Что делать? Лезть наверх? Риск страшный. Но другого выбора нет.

Осторожно снимаю ласты в воде, пристегиваю к поясу свой русалочий хвост. У диверсантов все предусмотрено! Больше ты не рыба, Лиза… Лезу наверх. Резиновые ступни гидрокостюма скользят. Скобы шатаются. Видно, что ими никто не пользуется.

Высота стены не меньше пяти метров.

А вот и верхний край бетонного откоса.

Осторожно выглядываю. И чуть не слепну! Недалеко от меня — небольшой прожектор. Он висит на треноге и палит поверх моей головы залпами света в сторону моря.

Когда глаза привыкают, я замечаю под самым носом подарок судьбы — камень и мертвую чайку.

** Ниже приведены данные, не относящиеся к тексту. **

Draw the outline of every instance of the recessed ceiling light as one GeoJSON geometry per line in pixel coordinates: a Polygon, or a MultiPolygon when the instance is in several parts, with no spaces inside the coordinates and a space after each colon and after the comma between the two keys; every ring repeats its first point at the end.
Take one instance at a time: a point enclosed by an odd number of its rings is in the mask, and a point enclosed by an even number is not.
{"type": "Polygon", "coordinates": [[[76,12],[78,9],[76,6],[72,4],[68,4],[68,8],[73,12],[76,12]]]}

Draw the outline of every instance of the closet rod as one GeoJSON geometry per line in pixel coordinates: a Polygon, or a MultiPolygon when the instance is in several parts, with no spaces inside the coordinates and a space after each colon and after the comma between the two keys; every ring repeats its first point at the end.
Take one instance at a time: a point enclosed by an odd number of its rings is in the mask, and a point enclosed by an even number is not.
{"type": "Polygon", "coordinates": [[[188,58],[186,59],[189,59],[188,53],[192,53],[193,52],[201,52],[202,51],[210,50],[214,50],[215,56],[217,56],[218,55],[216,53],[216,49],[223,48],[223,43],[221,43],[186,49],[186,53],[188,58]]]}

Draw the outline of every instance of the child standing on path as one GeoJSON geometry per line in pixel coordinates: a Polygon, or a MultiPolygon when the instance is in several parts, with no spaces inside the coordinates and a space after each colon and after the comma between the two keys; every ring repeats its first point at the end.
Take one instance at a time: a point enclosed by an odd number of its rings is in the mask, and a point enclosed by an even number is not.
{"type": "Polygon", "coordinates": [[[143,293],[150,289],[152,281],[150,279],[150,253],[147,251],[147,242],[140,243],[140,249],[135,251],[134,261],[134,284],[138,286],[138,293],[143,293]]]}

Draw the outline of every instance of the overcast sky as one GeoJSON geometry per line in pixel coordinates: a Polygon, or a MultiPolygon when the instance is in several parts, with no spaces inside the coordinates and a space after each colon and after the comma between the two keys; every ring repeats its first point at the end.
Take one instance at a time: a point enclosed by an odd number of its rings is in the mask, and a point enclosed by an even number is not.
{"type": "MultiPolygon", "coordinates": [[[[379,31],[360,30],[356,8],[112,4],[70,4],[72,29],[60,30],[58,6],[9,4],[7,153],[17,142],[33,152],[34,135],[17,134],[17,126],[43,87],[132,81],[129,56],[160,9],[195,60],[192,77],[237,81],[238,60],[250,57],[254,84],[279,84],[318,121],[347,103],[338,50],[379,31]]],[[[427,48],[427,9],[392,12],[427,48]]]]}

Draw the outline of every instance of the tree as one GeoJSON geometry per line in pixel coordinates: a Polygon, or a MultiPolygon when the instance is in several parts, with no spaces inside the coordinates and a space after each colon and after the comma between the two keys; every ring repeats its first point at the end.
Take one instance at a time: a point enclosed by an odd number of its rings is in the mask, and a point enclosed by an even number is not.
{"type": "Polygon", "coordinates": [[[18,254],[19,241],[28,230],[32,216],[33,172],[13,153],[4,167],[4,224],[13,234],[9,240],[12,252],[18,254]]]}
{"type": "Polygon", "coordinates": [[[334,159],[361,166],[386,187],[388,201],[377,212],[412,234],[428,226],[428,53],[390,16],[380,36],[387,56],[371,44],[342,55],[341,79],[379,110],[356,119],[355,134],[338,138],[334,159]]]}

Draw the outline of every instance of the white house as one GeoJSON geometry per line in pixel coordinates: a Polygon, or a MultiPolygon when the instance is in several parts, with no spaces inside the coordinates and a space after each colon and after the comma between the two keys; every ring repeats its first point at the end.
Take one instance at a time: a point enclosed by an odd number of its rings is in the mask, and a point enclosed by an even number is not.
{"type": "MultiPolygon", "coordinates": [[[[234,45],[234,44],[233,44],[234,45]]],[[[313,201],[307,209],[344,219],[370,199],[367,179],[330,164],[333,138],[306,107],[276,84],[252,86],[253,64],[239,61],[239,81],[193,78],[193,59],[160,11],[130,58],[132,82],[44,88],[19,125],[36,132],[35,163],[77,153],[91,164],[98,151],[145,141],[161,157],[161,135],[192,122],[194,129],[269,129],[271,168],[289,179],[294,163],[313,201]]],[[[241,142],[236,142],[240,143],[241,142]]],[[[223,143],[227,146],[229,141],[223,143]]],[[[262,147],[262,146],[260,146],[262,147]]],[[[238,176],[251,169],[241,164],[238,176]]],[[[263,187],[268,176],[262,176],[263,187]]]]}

Мои нервы так напряжены, что я сразу схватываю глубинную рифму и спасительную взаимосвязь этих двух столь разных предметов и порядок своих следующих действий.

Сначала я бросаю камень-. Грохот. Стекло разлетается вдребезги и камень влетает в лампу. Прожектор с адским шипом лопается. Следом в прожектор летит мертвая птица.

Как только напор света иссяк, я замечаю свое будущее убежище — уродливое строение из двух этажей с наблюдательной башенкой, стоящее на краю пирса. До него — бегом — одна минута.

На звон стекла. На ЧП. Отвечает тишина. Молчит уродливое строение. Не слышно шагов по пирсу.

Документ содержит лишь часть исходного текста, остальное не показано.